Arti Kata "diah" Menurut KBBI

Arti kata, ejaan, dan contoh penggunaan kata "diah" menurut Kamus Besar Bahasa Indonesia (KBBI).

diah

di·ah ? diat

Bantuan Penjelasan Simbol
a Adjektiva, Merupakan Bentuk Kata Sifat
v Verba, Merupakan Bentuk Kata Kerja
n Merupakan Bentuk Kata benda
ki Merupakan Bentuk Kata kiasan
pron kata yang meliputi kata ganti, kata tunjuk, atau kata tanya
cak Bentuk kata percakapan (tidak baku)
ark Arkais, Bentuk kata yang tidak lazim digunakan
adv Adverbia, kata yang menjelaskan verba, adjektiva, adverbia lain
-- Pengganti kata "diah"

📝 Contoh Penggunaan kata "diah" dalam Kalimat

1.Dalam proses penelitian sains, peneliti harus diat untuk menghindari bias subjektif.
2.Ia diat oleh guru untuk mengikuti pelajaran di sekolah.
3.Dalam kepercayaan agama, umat diat untuk menjalankan ibadah.
4.Peneliti harus diat dengan data yang akurat untuk menghasilkan hasil penelitian yang valid.
5.Dalam proses belajar, siswa diat untuk memahami konsep yang kompleks.

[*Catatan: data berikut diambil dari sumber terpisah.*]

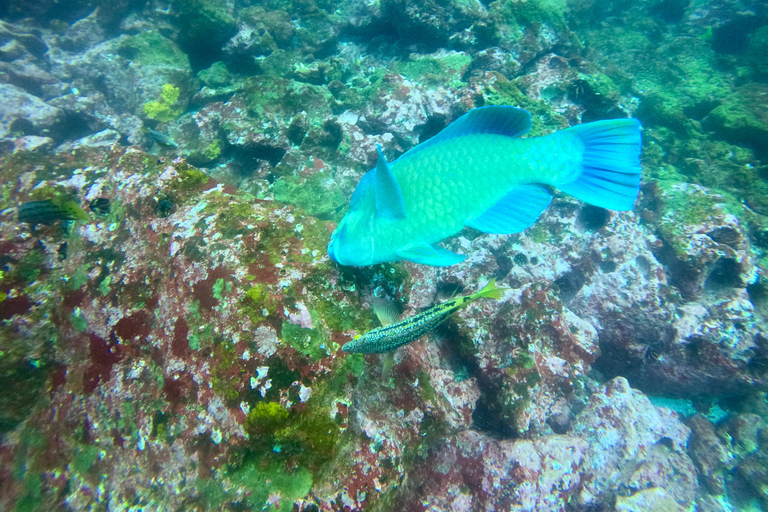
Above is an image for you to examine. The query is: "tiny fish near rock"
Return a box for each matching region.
[328,106,641,266]
[341,279,508,354]
[19,198,91,225]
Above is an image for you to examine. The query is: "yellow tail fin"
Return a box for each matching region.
[472,277,510,300]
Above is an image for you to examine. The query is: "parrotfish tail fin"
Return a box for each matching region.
[556,119,642,211]
[472,277,509,300]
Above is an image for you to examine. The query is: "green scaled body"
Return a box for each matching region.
[328,106,641,266]
[341,279,505,354]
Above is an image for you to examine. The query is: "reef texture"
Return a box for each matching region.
[0,0,768,512]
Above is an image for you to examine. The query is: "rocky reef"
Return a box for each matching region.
[0,0,768,512]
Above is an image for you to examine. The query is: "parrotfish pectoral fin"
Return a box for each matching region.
[467,185,552,235]
[375,145,405,219]
[397,244,466,267]
[557,119,642,211]
[400,105,531,160]
[371,297,400,327]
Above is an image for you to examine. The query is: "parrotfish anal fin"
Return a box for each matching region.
[557,119,642,211]
[397,244,466,267]
[375,145,405,219]
[392,106,531,163]
[381,350,395,380]
[371,297,400,327]
[467,185,552,235]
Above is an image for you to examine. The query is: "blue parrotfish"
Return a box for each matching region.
[328,106,641,266]
[341,279,508,354]
[19,198,91,225]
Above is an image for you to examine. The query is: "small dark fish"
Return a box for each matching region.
[147,128,179,148]
[341,279,507,354]
[88,197,109,215]
[19,199,91,225]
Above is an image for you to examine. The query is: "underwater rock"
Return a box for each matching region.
[381,0,486,49]
[52,11,106,53]
[396,378,698,511]
[702,84,768,154]
[0,21,57,97]
[0,84,62,138]
[570,377,698,510]
[688,414,733,495]
[50,32,192,136]
[56,130,120,153]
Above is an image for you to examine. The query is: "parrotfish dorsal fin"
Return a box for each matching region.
[375,144,405,219]
[400,105,531,163]
[371,297,400,327]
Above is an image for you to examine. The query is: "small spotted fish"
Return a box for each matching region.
[19,199,91,225]
[147,128,179,148]
[341,279,509,354]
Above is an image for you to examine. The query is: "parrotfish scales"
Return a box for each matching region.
[328,106,641,266]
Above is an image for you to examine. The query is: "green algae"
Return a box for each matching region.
[393,52,472,88]
[117,31,189,70]
[280,322,330,361]
[144,84,183,123]
[198,456,312,512]
[272,172,347,220]
[484,76,568,137]
[197,61,232,87]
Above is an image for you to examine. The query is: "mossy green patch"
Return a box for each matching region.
[240,283,278,325]
[394,52,472,87]
[245,402,290,436]
[658,180,743,255]
[197,61,232,87]
[228,457,312,512]
[280,322,330,360]
[144,84,183,123]
[118,31,189,70]
[484,76,568,137]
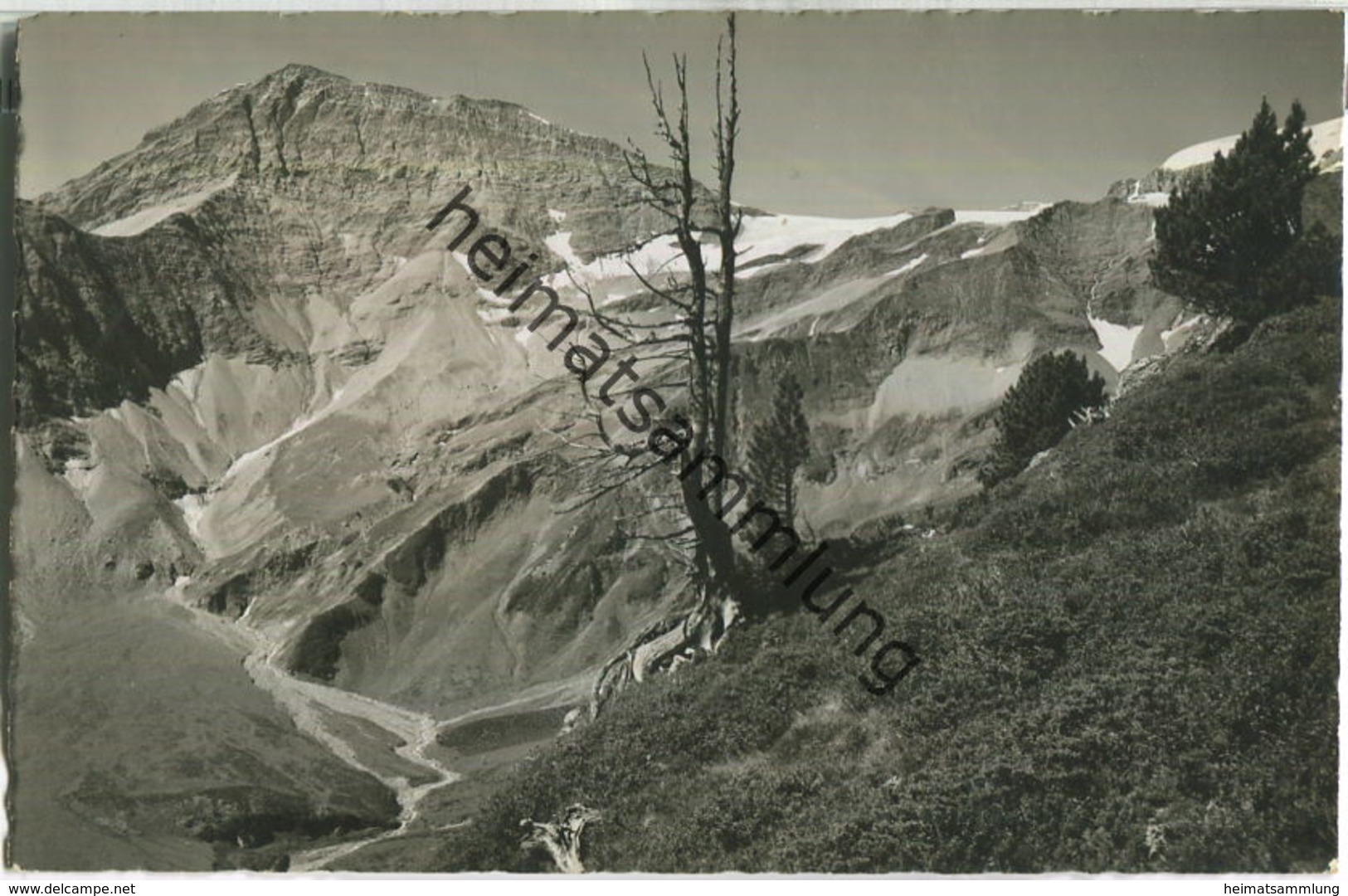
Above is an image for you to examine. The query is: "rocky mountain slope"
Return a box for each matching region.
[15,66,1337,868]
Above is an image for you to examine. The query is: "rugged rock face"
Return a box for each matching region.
[15,66,1329,868]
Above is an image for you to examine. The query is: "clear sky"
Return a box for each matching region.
[19,11,1344,217]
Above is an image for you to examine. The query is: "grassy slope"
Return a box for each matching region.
[433,296,1340,872]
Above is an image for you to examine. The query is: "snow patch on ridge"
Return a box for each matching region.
[92,175,235,237]
[955,202,1049,226]
[884,252,927,278]
[1087,317,1141,372]
[1161,119,1344,171]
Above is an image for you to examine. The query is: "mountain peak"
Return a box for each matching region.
[256,62,351,85]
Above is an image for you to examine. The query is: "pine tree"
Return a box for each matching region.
[1151,100,1339,324]
[748,373,810,527]
[979,352,1106,488]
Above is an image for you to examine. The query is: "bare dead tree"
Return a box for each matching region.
[561,13,742,712]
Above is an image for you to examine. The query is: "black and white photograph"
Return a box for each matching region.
[0,9,1346,873]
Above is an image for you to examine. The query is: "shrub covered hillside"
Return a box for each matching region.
[438,295,1340,872]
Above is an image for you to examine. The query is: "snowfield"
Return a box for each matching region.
[1161,119,1344,171]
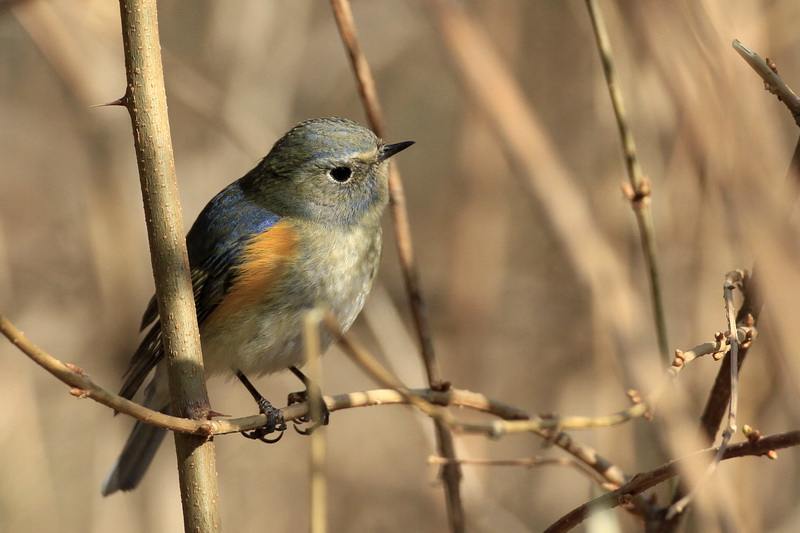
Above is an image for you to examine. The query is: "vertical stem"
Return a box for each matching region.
[586,0,671,365]
[120,0,221,533]
[324,0,465,533]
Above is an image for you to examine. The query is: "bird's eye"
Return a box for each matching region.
[328,167,353,183]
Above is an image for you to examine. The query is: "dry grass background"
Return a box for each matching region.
[0,0,800,533]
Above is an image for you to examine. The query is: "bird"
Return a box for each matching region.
[102,117,414,496]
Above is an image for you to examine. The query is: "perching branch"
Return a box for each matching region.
[114,0,221,533]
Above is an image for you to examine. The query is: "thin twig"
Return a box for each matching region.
[731,39,800,126]
[114,0,221,532]
[661,271,763,533]
[586,0,670,363]
[0,315,754,439]
[666,270,745,522]
[428,455,608,490]
[303,308,328,533]
[331,0,465,533]
[545,430,800,533]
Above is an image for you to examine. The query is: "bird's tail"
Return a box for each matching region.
[102,369,170,496]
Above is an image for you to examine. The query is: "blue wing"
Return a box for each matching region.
[120,176,281,398]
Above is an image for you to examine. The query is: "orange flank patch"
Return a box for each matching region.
[208,222,297,322]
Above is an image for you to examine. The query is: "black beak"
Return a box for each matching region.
[378,141,414,161]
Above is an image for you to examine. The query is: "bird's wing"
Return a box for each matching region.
[115,178,281,398]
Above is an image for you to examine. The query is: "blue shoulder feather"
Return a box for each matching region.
[120,176,281,398]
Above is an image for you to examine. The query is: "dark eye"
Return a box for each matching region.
[328,167,353,183]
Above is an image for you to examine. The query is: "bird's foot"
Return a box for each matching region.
[242,397,286,444]
[288,366,331,435]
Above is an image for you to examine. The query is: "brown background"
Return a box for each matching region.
[0,0,800,533]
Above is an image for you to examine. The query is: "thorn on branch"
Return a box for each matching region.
[89,96,128,107]
[64,363,87,376]
[620,177,652,204]
[672,348,686,368]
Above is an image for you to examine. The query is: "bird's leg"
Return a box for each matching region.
[236,371,286,444]
[288,365,331,435]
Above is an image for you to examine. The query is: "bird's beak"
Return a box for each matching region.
[378,141,414,161]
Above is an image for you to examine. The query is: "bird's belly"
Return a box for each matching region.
[200,227,380,376]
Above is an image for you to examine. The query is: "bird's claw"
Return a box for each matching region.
[242,398,286,444]
[288,383,331,435]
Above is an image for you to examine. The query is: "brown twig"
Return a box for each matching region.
[428,455,608,484]
[661,271,763,533]
[331,0,465,532]
[731,39,800,126]
[545,430,800,533]
[665,270,745,522]
[303,308,328,533]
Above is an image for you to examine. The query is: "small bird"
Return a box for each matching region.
[102,118,414,496]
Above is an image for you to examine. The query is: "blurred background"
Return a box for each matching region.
[0,0,800,533]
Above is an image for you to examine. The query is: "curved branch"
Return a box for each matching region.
[545,430,800,533]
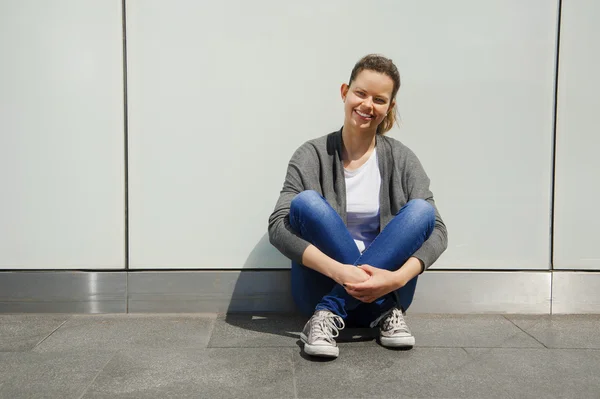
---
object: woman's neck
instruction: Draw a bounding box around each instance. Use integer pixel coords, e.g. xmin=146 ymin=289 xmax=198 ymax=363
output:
xmin=342 ymin=126 xmax=377 ymax=162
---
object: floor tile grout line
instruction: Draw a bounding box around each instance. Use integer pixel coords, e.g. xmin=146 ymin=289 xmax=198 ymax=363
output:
xmin=31 ymin=317 xmax=72 ymax=350
xmin=502 ymin=315 xmax=549 ymax=349
xmin=77 ymin=352 xmax=117 ymax=399
xmin=290 ymin=349 xmax=298 ymax=399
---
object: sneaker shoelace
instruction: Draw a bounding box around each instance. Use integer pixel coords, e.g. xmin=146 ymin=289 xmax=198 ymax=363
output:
xmin=310 ymin=313 xmax=345 ymax=344
xmin=381 ymin=309 xmax=409 ymax=332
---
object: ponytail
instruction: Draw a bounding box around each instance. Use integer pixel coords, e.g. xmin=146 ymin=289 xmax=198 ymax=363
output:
xmin=377 ymin=105 xmax=397 ymax=134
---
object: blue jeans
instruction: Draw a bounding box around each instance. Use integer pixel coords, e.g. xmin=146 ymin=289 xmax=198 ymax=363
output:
xmin=289 ymin=191 xmax=435 ymax=326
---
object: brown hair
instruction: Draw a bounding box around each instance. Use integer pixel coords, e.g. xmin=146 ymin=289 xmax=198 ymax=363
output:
xmin=348 ymin=54 xmax=400 ymax=134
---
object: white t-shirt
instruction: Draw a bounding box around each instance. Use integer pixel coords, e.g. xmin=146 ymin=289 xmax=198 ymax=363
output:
xmin=344 ymin=149 xmax=381 ymax=252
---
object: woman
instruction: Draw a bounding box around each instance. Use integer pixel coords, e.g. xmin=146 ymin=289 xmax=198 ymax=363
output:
xmin=269 ymin=55 xmax=447 ymax=357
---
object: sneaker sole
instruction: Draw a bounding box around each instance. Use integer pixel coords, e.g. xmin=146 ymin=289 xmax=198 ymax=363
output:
xmin=379 ymin=337 xmax=415 ymax=348
xmin=300 ymin=334 xmax=340 ymax=358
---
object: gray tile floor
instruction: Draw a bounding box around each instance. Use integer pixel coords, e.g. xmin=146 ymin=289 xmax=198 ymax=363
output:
xmin=0 ymin=314 xmax=600 ymax=399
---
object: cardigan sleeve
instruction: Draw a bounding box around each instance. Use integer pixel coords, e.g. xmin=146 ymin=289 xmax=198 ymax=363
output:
xmin=404 ymin=147 xmax=448 ymax=271
xmin=269 ymin=143 xmax=319 ymax=263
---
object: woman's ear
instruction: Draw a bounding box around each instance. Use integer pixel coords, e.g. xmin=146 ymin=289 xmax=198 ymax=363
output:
xmin=385 ymin=100 xmax=396 ymax=115
xmin=340 ymin=83 xmax=350 ymax=101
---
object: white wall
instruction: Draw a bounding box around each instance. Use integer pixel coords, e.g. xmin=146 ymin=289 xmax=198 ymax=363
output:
xmin=554 ymin=0 xmax=600 ymax=270
xmin=0 ymin=0 xmax=600 ymax=270
xmin=0 ymin=0 xmax=125 ymax=269
xmin=127 ymin=0 xmax=558 ymax=269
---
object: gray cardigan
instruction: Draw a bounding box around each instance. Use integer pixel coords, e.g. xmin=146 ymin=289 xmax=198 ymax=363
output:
xmin=269 ymin=130 xmax=448 ymax=270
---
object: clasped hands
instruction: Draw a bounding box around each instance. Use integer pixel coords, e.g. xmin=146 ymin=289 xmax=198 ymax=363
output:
xmin=336 ymin=265 xmax=399 ymax=303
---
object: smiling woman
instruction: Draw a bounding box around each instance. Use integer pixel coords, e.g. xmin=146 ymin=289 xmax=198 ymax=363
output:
xmin=269 ymin=55 xmax=447 ymax=357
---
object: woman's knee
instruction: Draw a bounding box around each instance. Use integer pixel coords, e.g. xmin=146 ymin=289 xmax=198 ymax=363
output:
xmin=290 ymin=190 xmax=323 ymax=214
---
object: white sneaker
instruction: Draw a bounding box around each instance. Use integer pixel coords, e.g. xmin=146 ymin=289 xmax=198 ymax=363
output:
xmin=379 ymin=308 xmax=415 ymax=348
xmin=300 ymin=310 xmax=345 ymax=357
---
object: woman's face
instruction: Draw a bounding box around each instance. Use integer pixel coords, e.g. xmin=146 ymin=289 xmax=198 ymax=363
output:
xmin=341 ymin=69 xmax=394 ymax=134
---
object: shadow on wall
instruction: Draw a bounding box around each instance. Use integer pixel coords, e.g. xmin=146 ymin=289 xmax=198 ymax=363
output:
xmin=227 ymin=233 xmax=295 ymax=313
xmin=225 ymin=234 xmax=375 ymax=342
xmin=225 ymin=233 xmax=305 ymax=338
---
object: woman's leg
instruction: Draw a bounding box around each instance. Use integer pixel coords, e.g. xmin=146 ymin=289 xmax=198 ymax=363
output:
xmin=290 ymin=191 xmax=360 ymax=317
xmin=326 ymin=199 xmax=435 ymax=325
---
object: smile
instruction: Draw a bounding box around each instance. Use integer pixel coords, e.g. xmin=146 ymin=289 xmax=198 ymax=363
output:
xmin=355 ymin=110 xmax=373 ymax=119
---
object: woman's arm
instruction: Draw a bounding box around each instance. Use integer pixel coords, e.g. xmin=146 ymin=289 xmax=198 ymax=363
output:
xmin=344 ymin=256 xmax=422 ymax=303
xmin=302 ymin=244 xmax=369 ymax=285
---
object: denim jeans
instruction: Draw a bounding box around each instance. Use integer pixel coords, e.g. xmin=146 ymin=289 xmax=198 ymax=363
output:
xmin=289 ymin=191 xmax=435 ymax=326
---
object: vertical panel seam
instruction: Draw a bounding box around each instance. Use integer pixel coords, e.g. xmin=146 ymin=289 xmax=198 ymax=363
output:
xmin=121 ymin=0 xmax=129 ymax=270
xmin=550 ymin=0 xmax=562 ymax=276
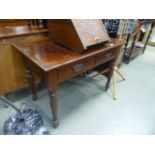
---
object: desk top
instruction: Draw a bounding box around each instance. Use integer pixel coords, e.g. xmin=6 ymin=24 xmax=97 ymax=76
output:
xmin=0 ymin=26 xmax=48 ymax=39
xmin=13 ymin=39 xmax=124 ymax=71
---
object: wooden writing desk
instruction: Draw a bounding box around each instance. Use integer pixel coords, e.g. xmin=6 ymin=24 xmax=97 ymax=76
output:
xmin=13 ymin=39 xmax=123 ymax=127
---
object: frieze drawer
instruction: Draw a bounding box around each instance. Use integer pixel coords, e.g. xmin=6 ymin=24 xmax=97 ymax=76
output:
xmin=58 ymin=57 xmax=95 ymax=82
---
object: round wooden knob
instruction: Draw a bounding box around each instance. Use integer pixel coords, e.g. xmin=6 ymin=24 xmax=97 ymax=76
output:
xmin=94 ymin=36 xmax=100 ymax=42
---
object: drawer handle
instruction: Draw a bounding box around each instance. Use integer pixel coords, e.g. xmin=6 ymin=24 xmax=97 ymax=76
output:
xmin=73 ymin=64 xmax=84 ymax=73
xmin=105 ymin=53 xmax=112 ymax=58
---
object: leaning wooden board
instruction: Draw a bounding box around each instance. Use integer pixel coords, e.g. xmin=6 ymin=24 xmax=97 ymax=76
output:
xmin=0 ymin=28 xmax=47 ymax=95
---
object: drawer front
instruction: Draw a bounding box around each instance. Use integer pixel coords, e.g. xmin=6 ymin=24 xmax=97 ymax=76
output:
xmin=58 ymin=57 xmax=95 ymax=82
xmin=96 ymin=50 xmax=116 ymax=65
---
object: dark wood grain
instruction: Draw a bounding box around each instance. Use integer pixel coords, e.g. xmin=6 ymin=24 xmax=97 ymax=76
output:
xmin=0 ymin=26 xmax=48 ymax=39
xmin=13 ymin=39 xmax=124 ymax=127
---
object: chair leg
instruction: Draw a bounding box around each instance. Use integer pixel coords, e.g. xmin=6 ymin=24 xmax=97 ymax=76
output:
xmin=115 ymin=67 xmax=125 ymax=80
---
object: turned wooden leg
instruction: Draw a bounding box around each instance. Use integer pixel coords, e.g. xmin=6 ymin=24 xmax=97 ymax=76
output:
xmin=112 ymin=71 xmax=116 ymax=100
xmin=105 ymin=61 xmax=115 ymax=91
xmin=25 ymin=69 xmax=37 ymax=101
xmin=49 ymin=92 xmax=59 ymax=128
xmin=47 ymin=71 xmax=59 ymax=128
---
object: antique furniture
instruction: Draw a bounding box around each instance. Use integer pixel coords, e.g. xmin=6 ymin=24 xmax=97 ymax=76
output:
xmin=123 ymin=19 xmax=155 ymax=64
xmin=0 ymin=25 xmax=48 ymax=95
xmin=48 ymin=19 xmax=110 ymax=52
xmin=13 ymin=39 xmax=123 ymax=127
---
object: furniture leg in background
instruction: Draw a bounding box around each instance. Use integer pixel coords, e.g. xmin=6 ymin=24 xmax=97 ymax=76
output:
xmin=142 ymin=23 xmax=155 ymax=54
xmin=92 ymin=66 xmax=125 ymax=100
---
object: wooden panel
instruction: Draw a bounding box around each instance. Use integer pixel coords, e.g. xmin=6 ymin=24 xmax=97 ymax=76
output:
xmin=58 ymin=57 xmax=95 ymax=82
xmin=0 ymin=34 xmax=45 ymax=94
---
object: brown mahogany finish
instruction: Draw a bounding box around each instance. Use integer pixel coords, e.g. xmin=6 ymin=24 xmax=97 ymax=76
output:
xmin=0 ymin=26 xmax=48 ymax=39
xmin=48 ymin=19 xmax=110 ymax=52
xmin=13 ymin=39 xmax=123 ymax=127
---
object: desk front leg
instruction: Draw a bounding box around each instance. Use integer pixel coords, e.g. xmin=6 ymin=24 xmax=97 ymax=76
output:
xmin=47 ymin=71 xmax=59 ymax=128
xmin=105 ymin=60 xmax=115 ymax=91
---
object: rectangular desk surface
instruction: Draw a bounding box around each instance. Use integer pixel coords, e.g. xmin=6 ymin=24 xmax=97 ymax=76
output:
xmin=13 ymin=39 xmax=123 ymax=71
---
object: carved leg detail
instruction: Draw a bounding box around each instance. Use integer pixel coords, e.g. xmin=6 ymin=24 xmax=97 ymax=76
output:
xmin=25 ymin=70 xmax=38 ymax=101
xmin=49 ymin=92 xmax=59 ymax=128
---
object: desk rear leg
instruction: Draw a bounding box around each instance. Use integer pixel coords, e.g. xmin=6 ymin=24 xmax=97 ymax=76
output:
xmin=47 ymin=71 xmax=59 ymax=128
xmin=25 ymin=69 xmax=38 ymax=101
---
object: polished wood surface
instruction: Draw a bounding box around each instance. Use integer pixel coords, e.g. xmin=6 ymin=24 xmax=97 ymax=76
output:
xmin=0 ymin=31 xmax=47 ymax=95
xmin=13 ymin=39 xmax=124 ymax=127
xmin=48 ymin=19 xmax=110 ymax=52
xmin=13 ymin=39 xmax=122 ymax=71
xmin=0 ymin=19 xmax=27 ymax=28
xmin=0 ymin=26 xmax=48 ymax=39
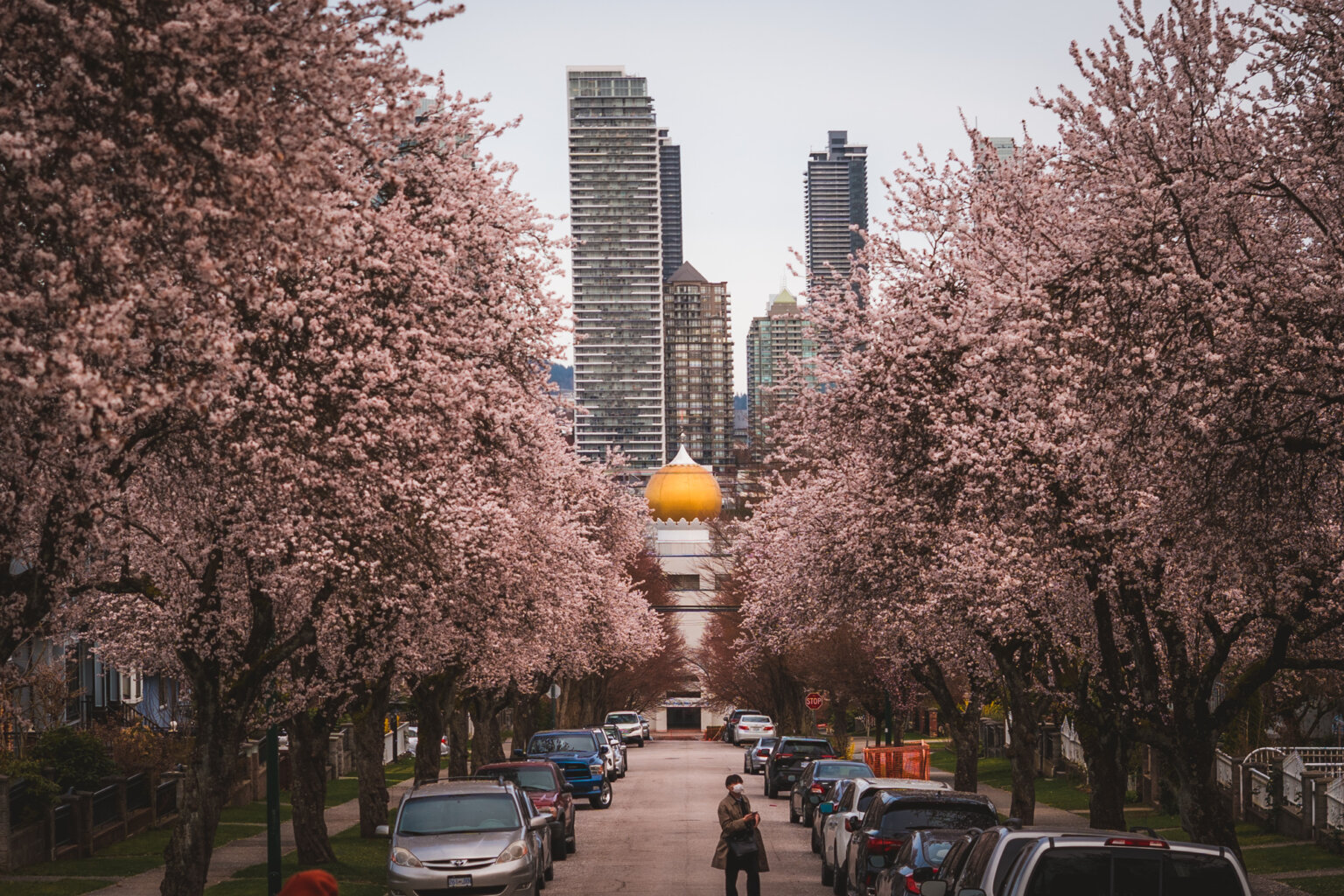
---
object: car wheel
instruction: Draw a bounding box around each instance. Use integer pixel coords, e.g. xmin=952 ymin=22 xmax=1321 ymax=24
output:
xmin=589 ymin=780 xmax=612 ymax=808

📚 Artikel terkait kata "diah"

Mengenal Kata 'diah' - Inspirasi dan Motivasi

Mengenal Kata "Diah" - Inspirasi dan Motivasi

Kata "diah" memiliki makna umum sebagai kata serapan dari bahasa Jawa, yang berarti "diat" atau "diperintahkan". Kata ini memiliki konteks historis yang kaya, terutama dalam kebudayaan Jawa. Dalam beberapa kesempatan, kata "diah" digunakan untuk mengungkapkan perintah atau instruksi dari orang yang lebih tua atau berwenang. Dalam kehidupan sehari-hari, kata "diah" sering digunakan dalam kalimat yang alami. Misalnya, orang tua dapat mengatakan kepada anaknya, "Diah, silakan ambil buku pelajaranmu". Dalam kalimat ini, "diah" digunakan sebagai kata seru untuk menunjukkan perintah yang harus diikuti. Contoh lain adalah, "Diah, jangan lupa membawa tas saat pergi ke sekolah". Dalam kalimat ini, "diah" digunakan untuk mengingatkan anak untuk melakukan sesuatu. Penggunaan kata "diah" juga sangat relevan dalam kebudayaan Indonesia modern. Dalam beberapa kesempatan, kata "diah" digunakan sebagai kata ganti untuk menghormati orang yang lebih tua. Misalnya, ketika menghadap kepada orang tua atau orang yang lebih tua, kita dapat mengatakan, "Diah, saya minta izin untuk bertanya". Dalam kalimat ini, "diah" digunakan sebagai kata ganti untuk menunjukkan rasa hormat dan menghargai orang yang lebih tua. Dalam kesimpulan, kata "diah" memiliki makna yang kaya dan relevan dalam kebudayaan Indonesia modern. Penggunaan kata "diah" dapat membantu kita untuk menunjukkan rasa hormat dan menghargai orang lain, terutama orang yang lebih tua.